Tags

Sunday, September 23, 2007

More thoughts

Lesson 25: If you structure the incentives right, people will pursue their personal motivations to the benefit of the overall firm.
Lesson 26: Loading more costs into your inventory can affect any future writedowns, which affects expenses shown in a given year.
Lesson 27: Depreciation schedule changes are often triggered to improve financial statement appearances, but there may be latent economic justifications for doing so.
Lesson 28: Productivity, flexibility, quality: pick two (in some operational situations).
Lesson 29: A single decision upfront may make it impossible to succeed, no matter how sound your decision-making downstream.

Wednesday, September 19, 2007

Masters class

Last night our learning team had dinner with a new professor who will be teaching first year students in the second semester. He came from the banking world and joined academia relatively late, so he's not from a typical background. HBS uses practitioners, often very senior people from the business world, to teach a few of the entry-level classes. To get this kind of interaction (and these are case discussions, not lectures, so there is real back-and-forth on a daily basis) with them during their normal working lives would have been pretty unusual, but it's interesting that they choose to teach when they could truly be doing anything they wanted, or nothing at all.

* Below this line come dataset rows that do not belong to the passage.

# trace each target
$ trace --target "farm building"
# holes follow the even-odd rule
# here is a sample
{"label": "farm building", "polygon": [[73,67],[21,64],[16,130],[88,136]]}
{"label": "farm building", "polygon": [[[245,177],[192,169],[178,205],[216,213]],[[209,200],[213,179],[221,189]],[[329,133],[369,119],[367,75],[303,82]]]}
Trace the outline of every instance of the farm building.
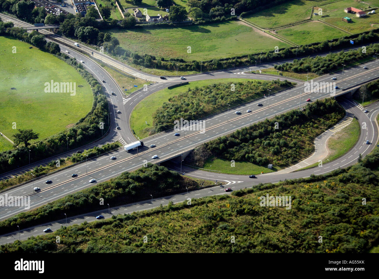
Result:
{"label": "farm building", "polygon": [[357,9],[352,7],[347,8],[344,10],[345,13],[350,13],[351,14],[355,14],[358,17],[362,17],[366,16],[366,12],[364,12],[359,9]]}

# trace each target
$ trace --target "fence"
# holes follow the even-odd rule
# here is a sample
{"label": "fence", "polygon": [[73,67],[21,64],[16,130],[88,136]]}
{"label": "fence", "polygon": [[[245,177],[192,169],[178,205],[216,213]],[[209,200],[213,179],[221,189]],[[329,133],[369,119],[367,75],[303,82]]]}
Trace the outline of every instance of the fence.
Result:
{"label": "fence", "polygon": [[[187,83],[188,83],[188,82],[187,82]],[[1,134],[2,136],[3,136],[3,137],[4,137],[5,138],[6,138],[6,139],[7,139],[7,140],[8,140],[8,141],[9,141],[9,142],[11,142],[11,143],[12,143],[12,144],[13,144],[13,145],[14,145],[14,142],[13,142],[13,141],[12,141],[12,140],[10,140],[10,139],[9,139],[8,138],[8,137],[6,137],[6,136],[5,136],[5,134],[3,134],[3,133],[2,133],[2,132],[0,132],[0,134]]]}

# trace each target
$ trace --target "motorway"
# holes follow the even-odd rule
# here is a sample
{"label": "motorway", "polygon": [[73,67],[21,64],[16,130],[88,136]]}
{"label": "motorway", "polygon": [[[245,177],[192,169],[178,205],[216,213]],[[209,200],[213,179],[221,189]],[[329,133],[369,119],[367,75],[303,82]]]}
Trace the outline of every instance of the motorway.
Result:
{"label": "motorway", "polygon": [[[102,83],[101,80],[103,79],[105,80],[106,82],[103,85],[107,92],[107,97],[110,103],[112,106],[111,111],[112,111],[113,114],[111,118],[113,129],[110,134],[110,137],[107,140],[111,138],[117,138],[120,136],[122,139],[121,140],[123,141],[123,143],[128,143],[133,141],[135,139],[129,127],[128,119],[130,114],[135,105],[147,96],[168,86],[180,82],[180,79],[177,77],[169,78],[168,82],[163,82],[160,80],[157,80],[156,83],[148,87],[147,91],[140,90],[133,94],[132,96],[129,96],[130,98],[125,98],[121,95],[123,93],[121,92],[121,88],[111,77],[97,63],[89,59],[86,55],[73,50],[61,44],[60,47],[62,52],[65,52],[67,50],[70,53],[67,54],[68,55],[74,57],[78,60],[84,60],[83,66],[93,74],[100,83]],[[272,66],[268,65],[265,66]],[[367,66],[368,69],[363,69],[364,66]],[[261,66],[263,66],[261,65]],[[255,68],[255,67],[251,68],[253,70]],[[256,69],[257,69],[258,68]],[[288,80],[291,79],[277,76],[250,73],[248,72],[249,69],[248,68],[244,67],[233,70],[227,70],[189,76],[186,81],[230,77],[266,80],[277,79],[278,78]],[[332,81],[331,77],[335,76],[337,77],[336,80],[337,84],[340,88],[337,90],[336,92],[336,96],[338,96],[348,91],[348,90],[343,91],[343,89],[351,88],[373,79],[378,78],[379,77],[379,73],[377,70],[376,61],[371,61],[346,69],[344,71],[343,74],[339,73],[333,75],[325,75],[315,79],[313,82],[331,82]],[[89,181],[91,178],[95,179],[98,182],[101,182],[116,177],[124,172],[131,171],[140,168],[146,162],[157,163],[163,162],[174,156],[180,156],[183,152],[193,149],[194,147],[204,142],[230,134],[242,127],[249,126],[266,118],[273,117],[276,115],[289,110],[303,107],[306,105],[307,102],[305,100],[309,98],[313,101],[318,99],[327,98],[330,96],[329,93],[322,92],[304,93],[303,82],[297,80],[294,80],[293,81],[298,83],[293,88],[271,94],[269,98],[266,96],[238,107],[231,108],[229,112],[221,112],[219,113],[203,118],[202,120],[205,121],[205,130],[204,133],[200,133],[199,131],[178,131],[180,134],[179,137],[174,136],[174,132],[161,133],[144,139],[145,146],[141,150],[138,151],[138,154],[136,154],[136,151],[127,153],[123,150],[119,149],[112,153],[112,154],[89,160],[88,162],[77,164],[69,169],[49,175],[44,178],[43,181],[42,179],[34,180],[33,182],[8,190],[2,193],[2,195],[5,193],[8,195],[12,196],[30,195],[31,208],[35,208],[68,194],[90,187],[92,184],[89,183]],[[110,93],[112,91],[116,92],[116,96],[110,95]],[[257,106],[257,104],[258,102],[262,103],[263,106]],[[365,122],[367,123],[367,129],[366,131],[362,131],[363,132],[361,132],[359,140],[354,148],[338,160],[324,164],[322,167],[320,167],[291,173],[290,174],[271,173],[260,175],[258,176],[257,179],[253,180],[248,178],[248,177],[246,176],[208,173],[204,171],[194,170],[186,167],[184,167],[183,171],[186,172],[186,175],[194,177],[205,179],[208,178],[214,181],[216,180],[219,181],[223,181],[226,184],[234,185],[233,187],[237,189],[250,187],[252,185],[261,182],[274,183],[286,179],[307,177],[312,173],[321,174],[339,167],[345,167],[351,165],[356,161],[359,154],[361,154],[363,157],[370,152],[377,141],[378,128],[375,121],[375,117],[377,114],[378,107],[376,106],[377,106],[376,104],[372,105],[372,107],[369,109],[370,112],[366,114],[354,106],[353,104],[351,103],[349,105],[347,102],[344,104],[345,106],[351,106],[348,107],[348,109],[356,115],[360,123]],[[116,113],[115,111],[117,109],[119,109],[122,113]],[[246,112],[247,109],[251,110],[252,112]],[[234,112],[236,110],[240,110],[242,113],[241,115],[235,114]],[[116,134],[117,131],[115,129],[117,125],[122,127],[121,129],[119,130],[119,134]],[[364,144],[364,142],[366,140],[370,140],[373,144]],[[152,143],[155,144],[156,147],[153,148],[146,147]],[[158,158],[152,159],[152,156],[154,155],[157,155]],[[116,157],[116,160],[110,159],[110,157],[112,156]],[[175,168],[175,167],[173,167]],[[78,177],[75,178],[71,178],[70,175],[73,173],[78,174]],[[52,180],[53,183],[50,184],[45,184],[44,181],[48,179]],[[34,193],[33,191],[34,187],[39,187],[41,189],[41,191]],[[193,195],[190,197],[199,197],[211,194],[225,193],[224,192],[223,192],[222,187],[215,188],[213,192],[209,189],[207,188],[192,191],[191,194]],[[217,191],[219,191],[218,192]],[[168,199],[172,200],[177,199],[179,201],[182,201],[183,198],[187,197],[183,195],[175,195],[168,197],[165,199],[166,201],[168,200]],[[177,197],[174,197],[177,196]],[[180,198],[182,199],[180,199]],[[164,198],[162,199],[164,199]],[[155,200],[153,203],[157,202],[157,201]],[[160,203],[161,201],[163,202],[161,203],[164,204],[164,200],[160,201]],[[143,205],[139,205],[141,208],[138,210],[146,209],[145,208],[151,206],[151,204],[148,204],[147,202],[143,202],[139,203]],[[133,207],[135,204],[128,205],[127,210],[136,211]],[[0,207],[0,220],[4,220],[24,211],[25,210],[16,207],[2,206]],[[84,218],[87,218],[87,217],[88,216]],[[77,220],[73,221],[78,222]],[[37,230],[38,231],[38,230]],[[36,232],[34,231],[28,233],[25,232],[23,237],[26,238],[31,235],[38,234],[36,233],[34,234],[28,234],[31,232]],[[6,241],[9,242],[10,239],[8,238],[12,238],[13,237],[9,236],[12,235],[7,235],[6,236],[6,237],[3,236],[0,238],[0,243],[5,243],[3,242],[5,241],[4,239],[7,240]]]}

Monday, September 17, 2007

Another batch

Lesson 17: The buyer isn't always the one with the money.
Lesson 18: Sometime there's a tradeoff between having high machine utilization and maintaining low work-in-process inventories.
Lesson 19: It's fine to let your accounts receivable terms get extended, as long as your accounts payable are stretched out longer.
Lesson 20: A new product solution can retroactively redefine something that was acceptable as a problem.
Lesson 21: Strong growth rates can cause bankruptcy, even in profitable businesses with continuously positive net income.
Lesson 22: Watch deferred income carefully, because companies can use it to mask a lot of things or obscure their current profitability.
Lesson 23: Brand value may not be tied to any measurable product attribute, but they can still make people very price insensitive.
Lesson 24: Pooling can shorten throughput times but makes information flow messier.

Sunday, September 16, 2007

Gobble

There's a turkey on campus. She (I assume this based on its size, but I'm no expert) can often be found wandering quite placidly around campus. I encountered her on my first or second day here, standing outside the doors of Burden Auditorium. She looked like she was waiting for a presentation to start. Come Thanksgiving I bet she makes herself scarce.

More lessons

Lesson 13: Accounting can't really capture economic reality.
Lesson 14: In many cases good or proper accounting procedures are defined retroactively.
Lesson 15: Adequately evaluating labor productivity requires one to disentangle it from capital productivity, which can be extremely difficult.
Lesson 16: Sometimes eliminating a clearly bad thing can lead to a worse thing, at least in the short term.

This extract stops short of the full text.